現在、オーパ・クラフトでは、「一切迷うことなくフロートを装着してから出船していただく」というボートメーカーとしては前人未到の課題を満たすべく、引き続き、理想のフロートの姿をとことん追求することを続けております。この安全思想の大きな柱を具体的な商品として結実させたのが「はねあげフロート」ですが、幸い、かなりの割合のお客様にこうしたオーパの願いをご理解いただき、「はねあげフロート」を多くの方が選んで頂いていることに、二重、三重の喜びを感じております。弊社にとりましては小型ボートの安全対策の要であり、世界的にも類を見ない「はねあげフロート」から生み出される笑顔を、もっと豊かにできないかと、いろいろチャレンジしてみたいと思っております。現在、新商品として結実させるべく、様々な準備を行っております。皆様方のご期待を超えるようなものをご提供できる日が来るのを楽しみにしております。
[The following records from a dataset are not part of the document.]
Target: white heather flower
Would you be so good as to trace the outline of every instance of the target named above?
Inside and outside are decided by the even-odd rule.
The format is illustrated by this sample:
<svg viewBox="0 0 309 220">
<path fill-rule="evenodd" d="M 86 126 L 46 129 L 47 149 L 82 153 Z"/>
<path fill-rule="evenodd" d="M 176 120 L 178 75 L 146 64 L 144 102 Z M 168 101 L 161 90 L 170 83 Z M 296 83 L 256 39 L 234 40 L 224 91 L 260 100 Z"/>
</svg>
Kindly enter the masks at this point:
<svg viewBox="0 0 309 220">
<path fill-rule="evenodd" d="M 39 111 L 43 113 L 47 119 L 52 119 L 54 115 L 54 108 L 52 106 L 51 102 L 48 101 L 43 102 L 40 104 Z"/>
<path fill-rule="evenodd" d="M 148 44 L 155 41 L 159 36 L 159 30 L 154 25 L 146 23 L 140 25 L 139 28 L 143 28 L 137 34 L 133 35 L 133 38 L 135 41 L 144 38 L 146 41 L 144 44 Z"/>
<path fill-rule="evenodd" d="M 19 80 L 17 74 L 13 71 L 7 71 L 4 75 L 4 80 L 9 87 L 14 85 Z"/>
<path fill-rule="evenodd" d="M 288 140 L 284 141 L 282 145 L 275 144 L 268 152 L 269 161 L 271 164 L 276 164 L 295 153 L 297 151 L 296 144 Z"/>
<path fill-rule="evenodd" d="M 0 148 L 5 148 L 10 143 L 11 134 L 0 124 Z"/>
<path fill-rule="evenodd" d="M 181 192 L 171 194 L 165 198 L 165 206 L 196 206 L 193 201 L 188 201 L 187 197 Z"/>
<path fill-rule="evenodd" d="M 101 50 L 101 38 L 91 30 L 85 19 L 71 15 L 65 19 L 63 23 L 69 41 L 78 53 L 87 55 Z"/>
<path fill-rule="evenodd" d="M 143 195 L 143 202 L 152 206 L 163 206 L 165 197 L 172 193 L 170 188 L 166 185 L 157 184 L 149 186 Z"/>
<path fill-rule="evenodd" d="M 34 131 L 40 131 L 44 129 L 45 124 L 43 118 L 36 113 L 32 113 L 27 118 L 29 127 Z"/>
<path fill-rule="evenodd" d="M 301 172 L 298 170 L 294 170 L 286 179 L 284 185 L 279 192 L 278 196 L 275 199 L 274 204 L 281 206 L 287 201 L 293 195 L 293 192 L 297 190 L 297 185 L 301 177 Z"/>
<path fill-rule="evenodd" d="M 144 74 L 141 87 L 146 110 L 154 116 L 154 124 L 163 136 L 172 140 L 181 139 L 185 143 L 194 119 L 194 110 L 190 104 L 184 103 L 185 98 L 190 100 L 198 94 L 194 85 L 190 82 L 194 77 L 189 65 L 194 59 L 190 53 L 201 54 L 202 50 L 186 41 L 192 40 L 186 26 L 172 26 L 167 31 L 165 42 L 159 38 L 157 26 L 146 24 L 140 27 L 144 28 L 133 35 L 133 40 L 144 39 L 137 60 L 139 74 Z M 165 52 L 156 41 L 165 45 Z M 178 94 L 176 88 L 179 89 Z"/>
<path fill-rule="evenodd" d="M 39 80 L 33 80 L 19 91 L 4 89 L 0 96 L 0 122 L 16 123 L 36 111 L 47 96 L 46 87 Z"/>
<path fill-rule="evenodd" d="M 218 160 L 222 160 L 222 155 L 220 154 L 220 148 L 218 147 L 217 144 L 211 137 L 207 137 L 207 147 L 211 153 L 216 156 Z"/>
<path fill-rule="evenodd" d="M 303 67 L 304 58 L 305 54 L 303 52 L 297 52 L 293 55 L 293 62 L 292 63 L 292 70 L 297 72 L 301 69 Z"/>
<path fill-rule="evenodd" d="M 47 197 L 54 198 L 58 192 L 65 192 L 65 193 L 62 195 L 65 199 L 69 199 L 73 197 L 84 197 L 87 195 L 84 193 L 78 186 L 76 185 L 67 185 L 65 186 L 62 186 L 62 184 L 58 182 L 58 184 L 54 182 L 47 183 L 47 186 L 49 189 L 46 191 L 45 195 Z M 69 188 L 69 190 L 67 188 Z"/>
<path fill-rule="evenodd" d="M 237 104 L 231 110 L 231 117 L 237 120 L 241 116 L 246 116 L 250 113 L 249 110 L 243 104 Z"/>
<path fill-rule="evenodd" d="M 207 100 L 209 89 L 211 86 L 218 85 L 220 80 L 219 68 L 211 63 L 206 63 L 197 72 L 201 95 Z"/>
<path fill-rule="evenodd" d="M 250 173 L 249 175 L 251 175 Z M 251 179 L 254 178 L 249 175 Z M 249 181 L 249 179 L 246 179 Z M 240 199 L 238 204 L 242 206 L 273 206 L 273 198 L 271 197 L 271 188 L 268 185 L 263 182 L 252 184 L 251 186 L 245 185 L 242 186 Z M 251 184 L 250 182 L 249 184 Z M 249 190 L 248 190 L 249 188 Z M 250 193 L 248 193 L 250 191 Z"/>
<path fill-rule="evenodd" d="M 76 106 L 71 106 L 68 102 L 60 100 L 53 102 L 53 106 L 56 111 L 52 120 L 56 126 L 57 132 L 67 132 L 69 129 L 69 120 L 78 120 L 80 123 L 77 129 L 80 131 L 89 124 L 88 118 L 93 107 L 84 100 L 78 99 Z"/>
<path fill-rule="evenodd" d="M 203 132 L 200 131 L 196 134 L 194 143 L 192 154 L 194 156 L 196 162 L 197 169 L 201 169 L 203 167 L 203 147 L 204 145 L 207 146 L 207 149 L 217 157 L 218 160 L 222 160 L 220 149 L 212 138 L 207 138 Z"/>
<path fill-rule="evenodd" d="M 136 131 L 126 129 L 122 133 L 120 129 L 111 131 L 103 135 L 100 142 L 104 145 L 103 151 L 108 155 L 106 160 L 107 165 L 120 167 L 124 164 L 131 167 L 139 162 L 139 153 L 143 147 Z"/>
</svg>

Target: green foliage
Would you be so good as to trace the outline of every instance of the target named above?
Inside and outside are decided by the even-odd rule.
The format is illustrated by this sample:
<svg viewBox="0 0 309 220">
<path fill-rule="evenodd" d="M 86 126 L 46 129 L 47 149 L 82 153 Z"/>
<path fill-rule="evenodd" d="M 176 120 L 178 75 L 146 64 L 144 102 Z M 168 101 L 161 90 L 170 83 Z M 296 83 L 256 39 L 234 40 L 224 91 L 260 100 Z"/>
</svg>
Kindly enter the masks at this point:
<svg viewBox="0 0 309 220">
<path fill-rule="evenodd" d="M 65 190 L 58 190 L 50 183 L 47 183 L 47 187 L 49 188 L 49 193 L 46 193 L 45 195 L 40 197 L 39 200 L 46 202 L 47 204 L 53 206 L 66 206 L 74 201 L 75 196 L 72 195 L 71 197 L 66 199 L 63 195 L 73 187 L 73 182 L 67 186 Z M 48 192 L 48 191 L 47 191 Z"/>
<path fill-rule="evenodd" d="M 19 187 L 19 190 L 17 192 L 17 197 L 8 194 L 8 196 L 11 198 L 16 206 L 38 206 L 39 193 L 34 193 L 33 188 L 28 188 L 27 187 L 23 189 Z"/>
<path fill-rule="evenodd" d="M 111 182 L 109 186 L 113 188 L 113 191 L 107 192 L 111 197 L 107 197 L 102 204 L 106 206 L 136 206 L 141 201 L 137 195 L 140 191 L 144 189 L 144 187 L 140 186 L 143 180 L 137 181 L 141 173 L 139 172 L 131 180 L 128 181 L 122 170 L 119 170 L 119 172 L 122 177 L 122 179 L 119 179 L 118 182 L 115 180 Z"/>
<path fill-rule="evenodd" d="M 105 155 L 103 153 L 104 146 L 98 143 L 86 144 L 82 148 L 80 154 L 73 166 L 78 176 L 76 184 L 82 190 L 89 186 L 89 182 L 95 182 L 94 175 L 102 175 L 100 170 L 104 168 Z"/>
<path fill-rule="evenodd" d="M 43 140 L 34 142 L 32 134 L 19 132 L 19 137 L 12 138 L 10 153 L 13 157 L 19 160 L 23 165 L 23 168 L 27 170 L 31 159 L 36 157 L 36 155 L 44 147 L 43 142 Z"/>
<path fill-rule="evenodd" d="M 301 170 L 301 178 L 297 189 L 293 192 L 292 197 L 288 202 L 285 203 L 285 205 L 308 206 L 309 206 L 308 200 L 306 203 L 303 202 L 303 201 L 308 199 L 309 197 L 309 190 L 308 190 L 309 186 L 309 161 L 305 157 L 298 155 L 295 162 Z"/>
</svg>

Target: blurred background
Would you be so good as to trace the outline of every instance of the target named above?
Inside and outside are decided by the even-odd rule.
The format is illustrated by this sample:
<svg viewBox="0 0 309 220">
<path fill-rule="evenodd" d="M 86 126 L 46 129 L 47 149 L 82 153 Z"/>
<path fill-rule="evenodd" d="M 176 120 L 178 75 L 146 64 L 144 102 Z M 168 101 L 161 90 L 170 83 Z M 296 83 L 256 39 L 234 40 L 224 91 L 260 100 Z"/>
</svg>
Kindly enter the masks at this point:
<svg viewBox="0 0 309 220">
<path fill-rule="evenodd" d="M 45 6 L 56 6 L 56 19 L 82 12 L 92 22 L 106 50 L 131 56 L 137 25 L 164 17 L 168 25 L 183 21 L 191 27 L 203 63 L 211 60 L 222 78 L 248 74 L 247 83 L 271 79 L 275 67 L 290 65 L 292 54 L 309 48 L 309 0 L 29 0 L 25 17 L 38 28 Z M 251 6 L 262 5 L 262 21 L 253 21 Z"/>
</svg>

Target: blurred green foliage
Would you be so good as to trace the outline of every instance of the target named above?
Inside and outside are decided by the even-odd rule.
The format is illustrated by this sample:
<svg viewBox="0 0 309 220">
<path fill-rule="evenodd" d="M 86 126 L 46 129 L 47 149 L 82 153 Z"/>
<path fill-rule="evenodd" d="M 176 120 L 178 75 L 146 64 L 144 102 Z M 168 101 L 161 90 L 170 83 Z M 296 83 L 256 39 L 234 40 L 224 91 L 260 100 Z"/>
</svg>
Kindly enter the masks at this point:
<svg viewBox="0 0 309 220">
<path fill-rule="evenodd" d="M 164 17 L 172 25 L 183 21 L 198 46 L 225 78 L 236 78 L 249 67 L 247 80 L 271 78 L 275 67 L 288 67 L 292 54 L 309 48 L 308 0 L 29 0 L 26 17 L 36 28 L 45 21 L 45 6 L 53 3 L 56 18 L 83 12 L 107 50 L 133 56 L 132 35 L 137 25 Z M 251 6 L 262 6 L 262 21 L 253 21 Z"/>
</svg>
そして、引き続き、機会あるごとに、「転覆防止用フロートの装着を国レベルでの推奨品に格上げ」し、「国の関係機関が、フロートについて、業界とともに救命胴衣と同様の装着率向上を進めていただきたい」と訴えてまいる所存です。小型リジッド型ボートの根本的な弱点を解決するには、フロートは必須であり、すでにその有効性は、前述の通り、単にオーパ・クラフト単独の長年の研究・研鑽・実証のみならず、公の調査報告に記されている全国的な調査結果としてのデータにも裏付けられております。近い将来、公的な基準の見直しなどの際に、小型船の安全性の要素としてフロートをとり入れられていただければと期待しております。